Well winter has arrived in typical Oklahoma fashion – one day it’s 65 degrees and the next day it is 15. At least it didn’t arrive along with a horrific ice storm! The garden beds are covered, and we are harvesting some greens, beets, green onions, cilantro, parsley, and radishes. This is supplemented by the last of our tomatoes and of course plenty of garlic.
Undercover garden beds
With one or two nights in the teens and several in the 20’s the fennel seedlings and young mustard greens are not very happy, even in the tunnels. However, the lettuce, bok choi, and arugula seem unphased. At a holiday gathering a friend mentioned how much he loved arugula and how expensive it was at his grocery. It occurred to me that I could quit my job and make a living growing arugula – it is so ridiculously easy to grow!
With the arrival of cold weather (and some discussion with Matthew in Vladivostok) I have been motivated to try my hand with Russian black bread. Mike and I bought a loaf of so-called black bread at the Central Market in Dallas last weekend. Although it was a beautiful dark loaf, it was disappointing, taste-wise (too “Americanized” to really be Russian black bread). So I research some recipes on the Internet and read about it in my bread book, and then came up with the recipe that follows. This is a dense, pungent, and slightly sour black bread. It is excellent sliced thin and eaten open-faced with egg salad, smoked salmon spread, etc., and also toasted and buttered. It won’t work so well as a sandwich bread.
- 1.5 cups sourdough sponge starter*
- 2 cups rye flour
- 1 cup bran cereal, crushed/ground in blender
- 1.5 cups whole wheat flour
- 1.5 cups unbleached white flour
- 1 Tbsp salt
- 2 Tbsp unsweetened cocoa
- 3 Tbsp espresso ground coffee
- 2 Tbsp dried onion powder
- 1 tsp dry yeast
- 2 tsp ground fennel seed
- 2 tsp ground caraway seed
- 4 Tbsp brown sugar
- 1.5 cups dark beer
- 1/2 cup cider vinegar
- 1 cup water
- 1/4 cup butter
*There are various ways to make a sourdough starter, but this one is a classic.
- Mix all the dry ingredients together.
- Warm the beer, water, and vinegar up in the microwave or in a pan until warm (not boiling).
- Gradually add the dry ingredients to the sourdough sponge, alternating with the liquid. The dough will be quite sticky.
- Spread a good layer of unbleached white flour on a cotton dishtowel and dump the dough onto it. Sprinkle more flour on top of the dough and begin kneading. Knead for about 5 minutes, incorporating as much flour as you can.
- Oil a large bowl and place the kneaded dough in it, cover with the dishtowel, and place in a warm place.
- After the dough has almost doubled* punch it down and knead again, adding more flour if necessary, and kneading in the 1/4 cup of butter.

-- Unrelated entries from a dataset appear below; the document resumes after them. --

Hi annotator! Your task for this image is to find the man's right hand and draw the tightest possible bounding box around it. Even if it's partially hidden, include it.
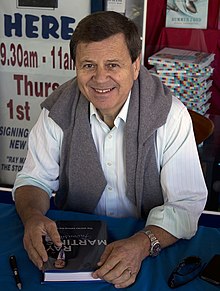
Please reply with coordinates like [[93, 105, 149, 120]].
[[23, 213, 62, 269], [14, 186, 62, 270]]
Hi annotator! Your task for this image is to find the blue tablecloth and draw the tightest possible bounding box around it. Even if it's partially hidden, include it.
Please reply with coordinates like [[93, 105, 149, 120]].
[[1, 203, 220, 291]]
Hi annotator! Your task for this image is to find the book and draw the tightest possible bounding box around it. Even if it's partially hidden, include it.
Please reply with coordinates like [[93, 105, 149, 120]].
[[42, 220, 108, 283], [167, 80, 212, 96], [165, 79, 213, 91], [166, 0, 209, 29], [148, 47, 215, 69], [155, 66, 214, 78], [185, 101, 211, 115], [172, 90, 212, 103]]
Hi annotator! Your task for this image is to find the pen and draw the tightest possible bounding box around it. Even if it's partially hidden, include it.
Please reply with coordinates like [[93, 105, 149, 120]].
[[9, 255, 22, 290]]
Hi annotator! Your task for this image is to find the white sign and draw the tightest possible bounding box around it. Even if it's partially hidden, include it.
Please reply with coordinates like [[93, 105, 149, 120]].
[[106, 0, 126, 14], [0, 0, 90, 186]]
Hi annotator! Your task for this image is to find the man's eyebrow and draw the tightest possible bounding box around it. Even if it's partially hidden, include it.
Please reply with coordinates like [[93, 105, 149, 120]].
[[107, 59, 121, 62], [80, 59, 93, 63], [79, 59, 122, 64]]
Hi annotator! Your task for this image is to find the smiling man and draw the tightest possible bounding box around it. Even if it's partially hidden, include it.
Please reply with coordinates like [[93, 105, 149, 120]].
[[13, 11, 207, 288], [75, 32, 140, 128]]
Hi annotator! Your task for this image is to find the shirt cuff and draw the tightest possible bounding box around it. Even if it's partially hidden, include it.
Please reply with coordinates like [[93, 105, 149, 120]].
[[12, 173, 53, 200], [146, 205, 198, 239]]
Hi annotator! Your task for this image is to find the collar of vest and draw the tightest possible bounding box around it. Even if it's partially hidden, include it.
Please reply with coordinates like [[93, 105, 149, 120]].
[[41, 65, 172, 137]]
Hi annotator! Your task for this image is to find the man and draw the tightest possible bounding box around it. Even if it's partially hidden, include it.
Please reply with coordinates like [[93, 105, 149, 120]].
[[13, 11, 207, 288]]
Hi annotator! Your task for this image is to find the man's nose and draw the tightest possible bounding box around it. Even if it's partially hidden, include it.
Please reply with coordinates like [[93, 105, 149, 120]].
[[93, 66, 109, 82]]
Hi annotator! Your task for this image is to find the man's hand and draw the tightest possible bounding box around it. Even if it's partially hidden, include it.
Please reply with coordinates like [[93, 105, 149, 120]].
[[14, 186, 62, 269], [92, 232, 150, 288], [23, 213, 62, 269]]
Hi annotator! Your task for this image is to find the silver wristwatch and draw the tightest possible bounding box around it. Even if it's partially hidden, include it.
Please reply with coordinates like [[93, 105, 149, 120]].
[[140, 229, 161, 257]]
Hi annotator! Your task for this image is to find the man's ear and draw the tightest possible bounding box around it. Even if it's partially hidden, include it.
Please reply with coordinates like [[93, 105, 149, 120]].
[[133, 54, 141, 80]]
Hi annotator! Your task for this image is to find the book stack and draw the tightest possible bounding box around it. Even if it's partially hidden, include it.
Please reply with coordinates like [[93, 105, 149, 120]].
[[148, 47, 215, 115]]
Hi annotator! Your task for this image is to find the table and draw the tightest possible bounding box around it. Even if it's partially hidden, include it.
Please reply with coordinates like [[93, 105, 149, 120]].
[[1, 203, 220, 291]]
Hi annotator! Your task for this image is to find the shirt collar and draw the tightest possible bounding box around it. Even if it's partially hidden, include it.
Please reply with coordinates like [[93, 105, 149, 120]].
[[90, 92, 131, 126]]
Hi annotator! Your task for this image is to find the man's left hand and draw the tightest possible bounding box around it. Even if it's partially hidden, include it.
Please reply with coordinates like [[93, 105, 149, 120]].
[[92, 232, 149, 288]]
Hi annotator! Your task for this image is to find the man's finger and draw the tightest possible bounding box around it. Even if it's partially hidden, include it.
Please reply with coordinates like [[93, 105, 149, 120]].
[[114, 272, 136, 288], [45, 220, 62, 247], [24, 235, 45, 269], [97, 244, 113, 266]]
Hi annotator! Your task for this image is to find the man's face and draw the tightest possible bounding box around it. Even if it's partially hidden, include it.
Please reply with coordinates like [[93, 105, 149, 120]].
[[54, 259, 66, 269], [75, 33, 140, 119]]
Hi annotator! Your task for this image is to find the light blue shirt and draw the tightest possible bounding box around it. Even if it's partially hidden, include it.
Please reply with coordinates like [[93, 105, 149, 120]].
[[13, 96, 207, 239]]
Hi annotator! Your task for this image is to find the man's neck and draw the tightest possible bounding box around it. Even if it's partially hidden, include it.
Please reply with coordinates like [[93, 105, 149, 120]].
[[97, 111, 115, 129]]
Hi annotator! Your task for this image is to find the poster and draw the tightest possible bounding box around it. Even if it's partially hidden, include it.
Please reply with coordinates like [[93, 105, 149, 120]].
[[166, 0, 209, 29], [106, 0, 126, 14], [0, 1, 90, 187]]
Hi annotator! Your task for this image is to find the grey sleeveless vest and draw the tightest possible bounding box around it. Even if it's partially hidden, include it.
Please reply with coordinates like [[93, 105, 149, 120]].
[[41, 65, 172, 219]]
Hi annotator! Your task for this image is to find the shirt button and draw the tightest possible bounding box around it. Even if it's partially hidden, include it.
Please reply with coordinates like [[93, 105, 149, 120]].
[[108, 134, 112, 139], [107, 162, 112, 166], [108, 186, 112, 191]]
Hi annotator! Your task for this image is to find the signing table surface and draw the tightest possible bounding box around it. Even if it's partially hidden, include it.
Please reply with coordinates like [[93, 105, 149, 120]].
[[1, 203, 220, 291]]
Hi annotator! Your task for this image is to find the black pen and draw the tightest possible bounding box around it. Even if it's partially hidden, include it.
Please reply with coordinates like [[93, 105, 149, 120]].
[[9, 255, 22, 290]]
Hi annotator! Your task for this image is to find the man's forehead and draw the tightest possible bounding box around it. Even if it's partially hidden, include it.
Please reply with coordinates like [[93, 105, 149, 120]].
[[76, 33, 126, 47]]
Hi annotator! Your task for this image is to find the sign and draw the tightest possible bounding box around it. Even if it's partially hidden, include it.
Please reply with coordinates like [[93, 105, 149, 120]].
[[0, 1, 90, 186], [106, 0, 126, 14], [166, 0, 209, 29]]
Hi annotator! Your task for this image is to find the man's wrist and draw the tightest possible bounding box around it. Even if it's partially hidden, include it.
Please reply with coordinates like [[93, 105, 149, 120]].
[[139, 229, 161, 257]]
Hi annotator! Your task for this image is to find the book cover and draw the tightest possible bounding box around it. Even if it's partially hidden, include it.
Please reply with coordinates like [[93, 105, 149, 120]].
[[172, 88, 212, 100], [166, 0, 209, 29], [42, 220, 108, 283], [163, 79, 212, 91], [156, 65, 214, 76], [167, 79, 212, 95], [155, 66, 214, 79], [184, 102, 211, 115], [155, 71, 212, 85], [148, 47, 215, 69], [178, 91, 212, 104], [158, 75, 211, 84]]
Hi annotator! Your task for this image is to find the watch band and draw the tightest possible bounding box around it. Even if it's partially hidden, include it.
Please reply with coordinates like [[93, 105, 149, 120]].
[[140, 229, 161, 257]]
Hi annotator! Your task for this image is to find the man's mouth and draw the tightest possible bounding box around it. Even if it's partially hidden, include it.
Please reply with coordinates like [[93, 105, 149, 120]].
[[93, 88, 114, 94]]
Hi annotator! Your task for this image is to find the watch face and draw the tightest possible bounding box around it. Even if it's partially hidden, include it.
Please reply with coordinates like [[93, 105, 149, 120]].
[[151, 242, 161, 257]]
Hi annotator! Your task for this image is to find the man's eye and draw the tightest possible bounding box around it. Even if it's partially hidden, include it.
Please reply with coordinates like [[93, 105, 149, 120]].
[[83, 64, 94, 69], [108, 63, 118, 68]]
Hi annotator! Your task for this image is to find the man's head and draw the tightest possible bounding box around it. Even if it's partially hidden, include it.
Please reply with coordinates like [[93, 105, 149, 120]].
[[70, 11, 141, 123], [54, 258, 66, 269], [70, 11, 142, 66]]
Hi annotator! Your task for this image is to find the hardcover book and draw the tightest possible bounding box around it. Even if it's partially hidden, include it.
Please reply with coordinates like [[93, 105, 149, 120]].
[[155, 65, 214, 78], [166, 0, 209, 29], [153, 70, 212, 86], [148, 47, 215, 69], [42, 220, 108, 283], [164, 79, 212, 91], [167, 79, 212, 95], [177, 91, 212, 104]]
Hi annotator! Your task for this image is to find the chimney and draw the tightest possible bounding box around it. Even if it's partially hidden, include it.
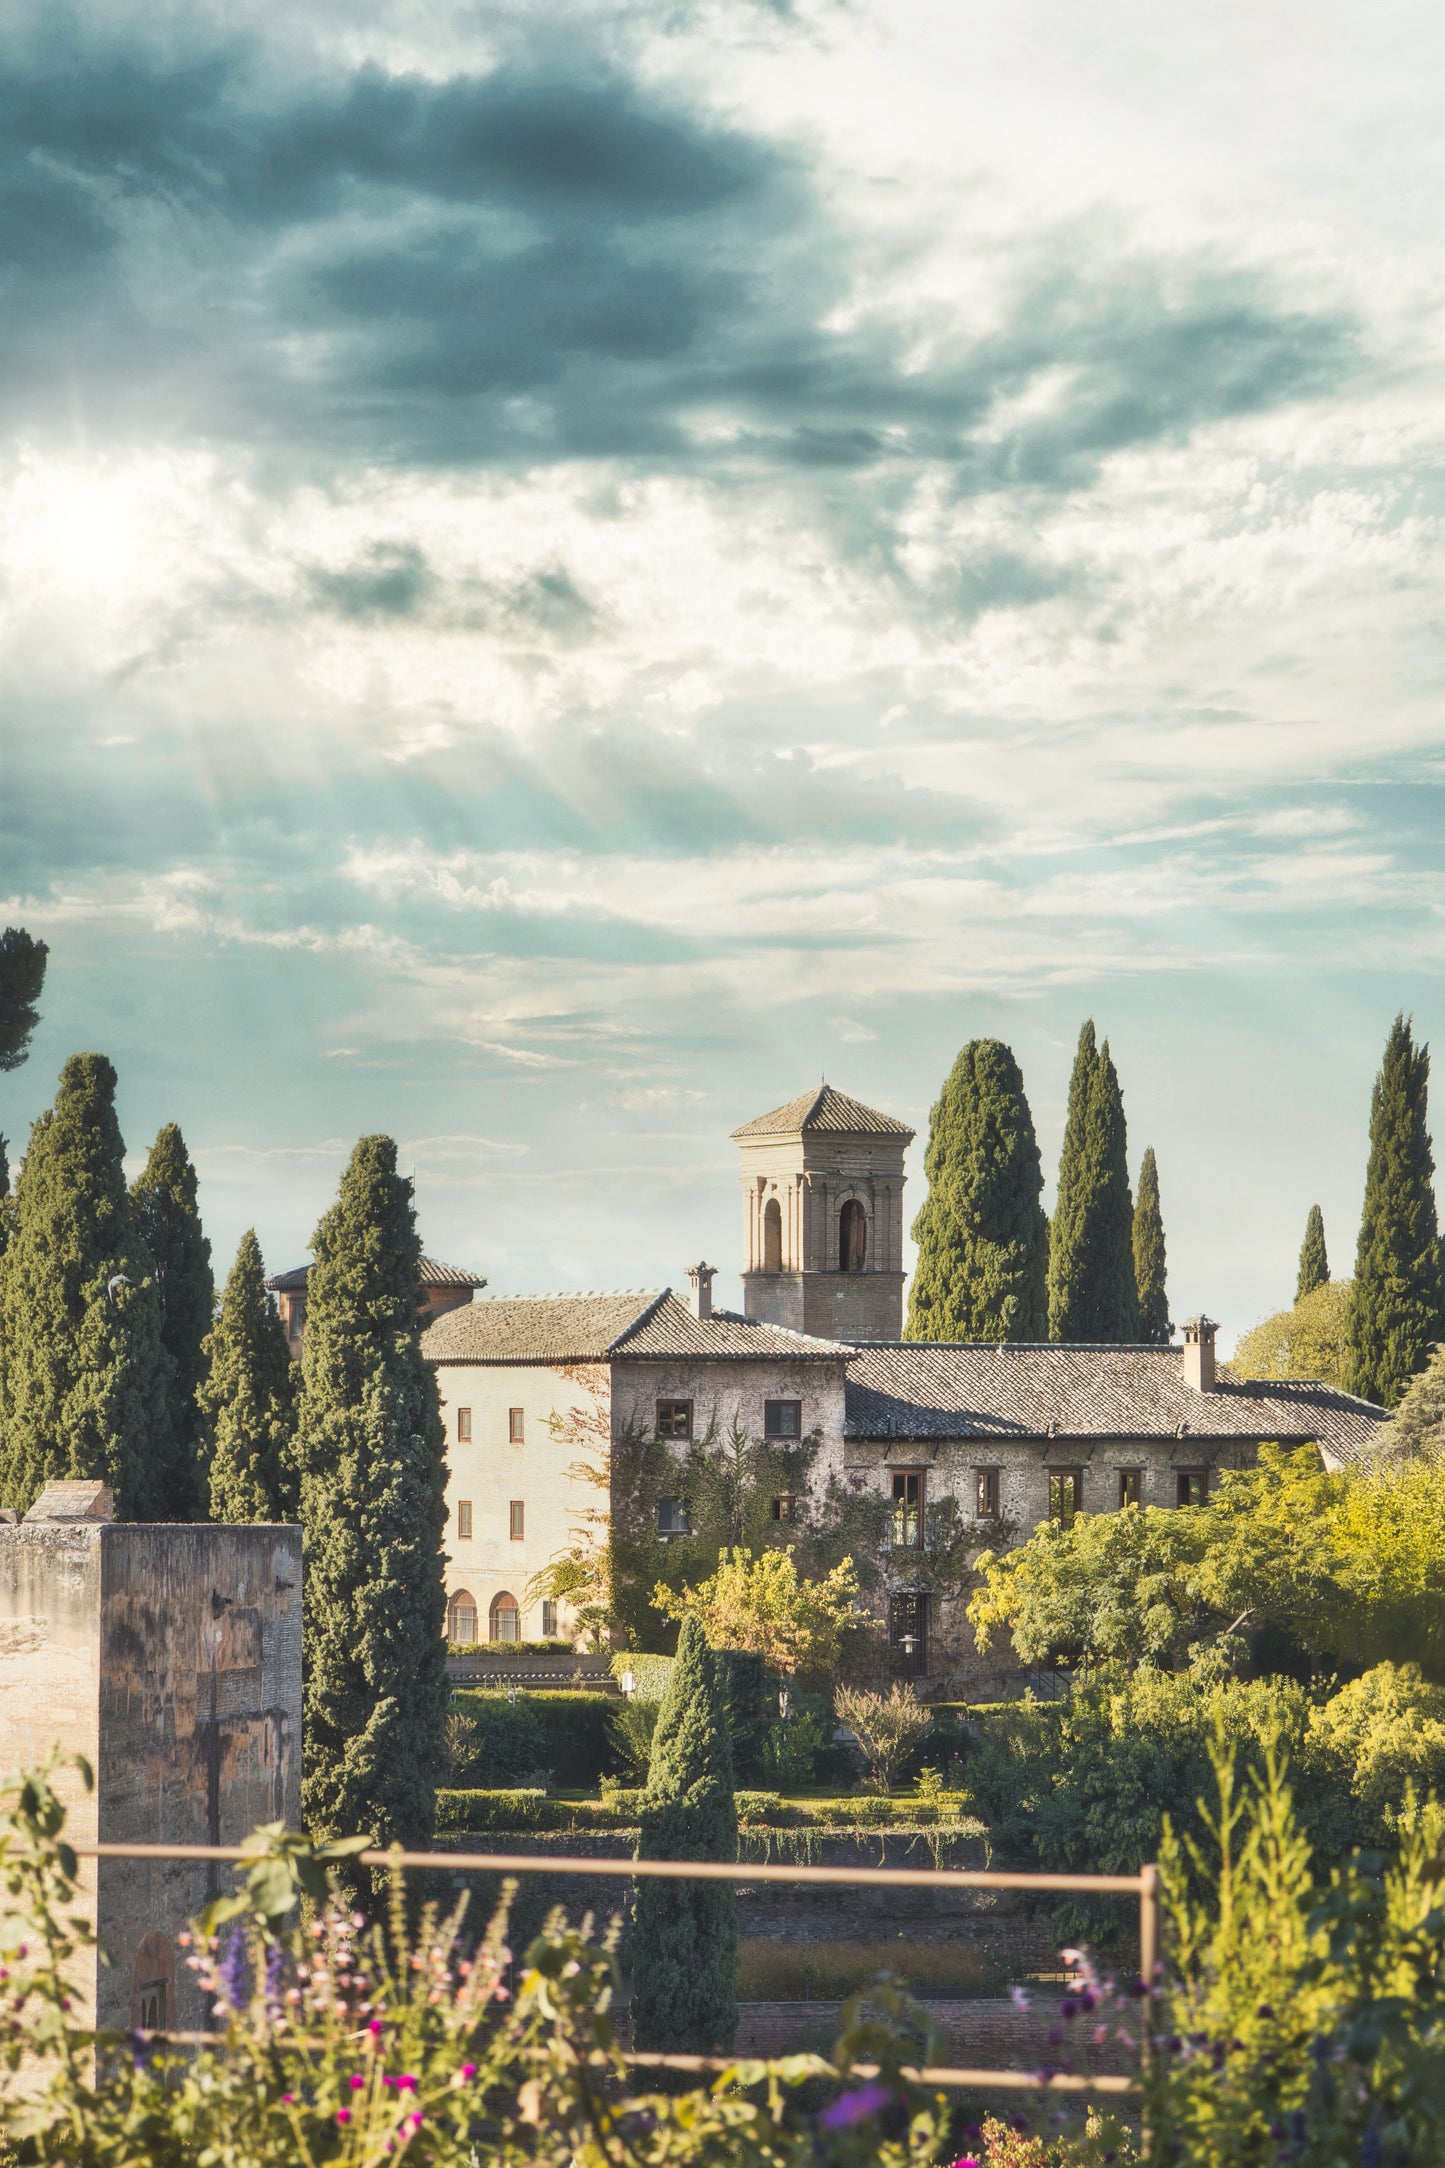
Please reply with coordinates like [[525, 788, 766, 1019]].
[[24, 1480, 115, 1523], [686, 1262, 716, 1321], [1181, 1316, 1218, 1394]]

- Shape into loaves (I made three small round loaves), place on an oiled cookie sheet, and cover once more with the dishtowel. Let rise until almost doubled.
- Cook in a 350 degree oven about 40 – 50 minutes. (This is a dense bread, and it won’t sound “hollow” when tapped.)
*The amount of time it will take for your dough to rise depends upon how “active” your sourdough sponge is, and how warm the room is.